Checking in with my Year 12 students is as much a pleasure as it is a part of my job – and a privilege to speak so openly and candidly with these wonderful young men about the challenges (and surprising benefits) of learning online.
One of the biggest challenges many reported to me in the last week was a sense of “cabin fever” – not of being at home as such, but of being in the same room for all lessons throughout the day.
Our students are used to roaming through the various buildings of the school, engaging with different spaces and personalities throughout the school day.
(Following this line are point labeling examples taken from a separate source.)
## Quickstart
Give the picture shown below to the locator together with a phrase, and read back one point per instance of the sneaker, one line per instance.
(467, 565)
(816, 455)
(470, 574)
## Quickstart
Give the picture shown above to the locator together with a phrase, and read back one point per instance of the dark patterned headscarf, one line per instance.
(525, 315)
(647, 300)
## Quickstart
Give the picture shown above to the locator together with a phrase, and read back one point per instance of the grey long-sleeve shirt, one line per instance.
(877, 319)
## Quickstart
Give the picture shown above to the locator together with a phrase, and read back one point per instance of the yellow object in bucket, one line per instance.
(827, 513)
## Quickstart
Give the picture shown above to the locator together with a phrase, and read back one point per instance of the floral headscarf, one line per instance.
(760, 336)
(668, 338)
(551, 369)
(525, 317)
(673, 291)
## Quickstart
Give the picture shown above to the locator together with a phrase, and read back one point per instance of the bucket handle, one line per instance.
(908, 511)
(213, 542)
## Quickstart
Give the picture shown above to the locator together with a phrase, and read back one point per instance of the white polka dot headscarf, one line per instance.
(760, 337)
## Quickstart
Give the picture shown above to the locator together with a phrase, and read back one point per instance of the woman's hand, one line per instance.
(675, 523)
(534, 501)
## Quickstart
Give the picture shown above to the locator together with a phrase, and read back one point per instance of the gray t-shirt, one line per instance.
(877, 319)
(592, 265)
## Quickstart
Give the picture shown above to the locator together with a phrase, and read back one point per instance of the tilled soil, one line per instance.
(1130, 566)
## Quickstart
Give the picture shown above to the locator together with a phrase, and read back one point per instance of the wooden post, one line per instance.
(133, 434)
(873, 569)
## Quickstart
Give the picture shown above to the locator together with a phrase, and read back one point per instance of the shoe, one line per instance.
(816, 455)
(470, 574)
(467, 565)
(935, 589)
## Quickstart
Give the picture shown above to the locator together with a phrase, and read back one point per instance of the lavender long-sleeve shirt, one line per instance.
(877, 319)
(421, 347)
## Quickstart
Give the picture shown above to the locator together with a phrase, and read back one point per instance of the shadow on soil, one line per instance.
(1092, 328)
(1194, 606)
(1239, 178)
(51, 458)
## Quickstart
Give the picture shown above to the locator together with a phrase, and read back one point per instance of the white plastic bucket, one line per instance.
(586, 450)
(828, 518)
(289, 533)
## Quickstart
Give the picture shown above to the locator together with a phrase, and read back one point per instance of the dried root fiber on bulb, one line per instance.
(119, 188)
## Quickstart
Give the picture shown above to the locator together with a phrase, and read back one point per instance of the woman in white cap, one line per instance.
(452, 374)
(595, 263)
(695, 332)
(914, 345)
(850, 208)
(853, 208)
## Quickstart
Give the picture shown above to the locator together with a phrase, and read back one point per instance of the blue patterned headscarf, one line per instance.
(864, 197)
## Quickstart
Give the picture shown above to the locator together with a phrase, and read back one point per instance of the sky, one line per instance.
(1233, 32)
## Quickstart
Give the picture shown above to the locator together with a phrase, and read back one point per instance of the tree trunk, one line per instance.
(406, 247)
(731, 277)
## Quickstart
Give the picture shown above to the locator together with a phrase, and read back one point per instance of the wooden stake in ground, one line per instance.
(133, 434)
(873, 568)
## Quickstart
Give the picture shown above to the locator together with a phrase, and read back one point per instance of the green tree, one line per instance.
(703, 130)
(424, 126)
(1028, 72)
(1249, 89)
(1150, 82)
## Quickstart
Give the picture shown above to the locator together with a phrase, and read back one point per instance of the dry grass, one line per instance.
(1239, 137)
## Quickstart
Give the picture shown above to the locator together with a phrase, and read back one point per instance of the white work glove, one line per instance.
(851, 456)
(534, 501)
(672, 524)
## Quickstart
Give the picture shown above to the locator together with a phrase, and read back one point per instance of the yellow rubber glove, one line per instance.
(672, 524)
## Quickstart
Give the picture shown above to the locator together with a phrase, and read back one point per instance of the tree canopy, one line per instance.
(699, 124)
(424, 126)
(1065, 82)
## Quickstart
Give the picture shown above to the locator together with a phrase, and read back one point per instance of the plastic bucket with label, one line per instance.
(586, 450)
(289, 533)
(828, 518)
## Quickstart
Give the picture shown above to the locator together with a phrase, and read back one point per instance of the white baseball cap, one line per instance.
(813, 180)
Staying on one study space – no matter how handy or how hard we have all worked to make it wonderful – is such a big adjustment.
It occurs to me that many teachers and parents working from home might feel the same way – that they spend all their time in one small room and it makes life feel a little small and unvaried.
In addition, it seems to me that more and more of us are ignoring the regularly scheduled break times, thinking that this is a good chance to get more work done, and get out of that room a little bit quicker.
But I am going to suggest that taking those breaks could not be more important.
While often guilty of working through recess and lunch at school, I am holding to a strict schedule of classes and breaks during lockdown. Why? To make sure I stave off feelings of being overwhelmed or, well, locked down.
We have breaks scheduled for a reason. The brain can only concentrate for so long before we start to lose focus and efficiency.
You need to take your breaks to ensure the work you are doing is the best you can do.
But you also need to take breaks for your mental health. In fact, I am going to go out on a limb and say that you should prioritise taking a 30 minute break at recess or lunch (try embracing school time breaks parents!) to get some sunshine (all important Vitamin D) and physical activity, than to do 30 minutes more of study.
Routine has never been more important than in a time where work and personal time are sliding into each other. You need to embrace a new routine to reflect the changing times and our own changing needs.
Whereas I used to get up earlier to walk the dog before work – now I am ensuring I get an extra 30 minutes of sleep that I find I am needing more and more. I take the dog for a walk at recess or lunch now – which really gets me out of my study and helps me appreciate this task as a pleasure rather than another thing to tick off in my day. It’s also much lovelier weather instead of doing it while it is still dark.
You must get out of that study during your breaks and do something that has ABSOLUTELY NOTHING TO DO WITH YOUR WORK (teachers and parents this means you too!). Do an online Yoga workout. Chop veggies to make a healthy soup. Bake cookies. Read a book (if your eyes aren’t square). Paint something – be creative in whatever way you can. Take a 15 minute dance break. Do a meditation from one of your apps. Look at these breaks as a way to address those 9 daily needs the Hive points out you have.
And never once feel guilty for taking them. Nor for suggesting strongly to those in your household to do the same.
You never know, once we all get back to normal, we may have set a wonderful pattern of being kind and nurturing to ourselves that just might be hard to break.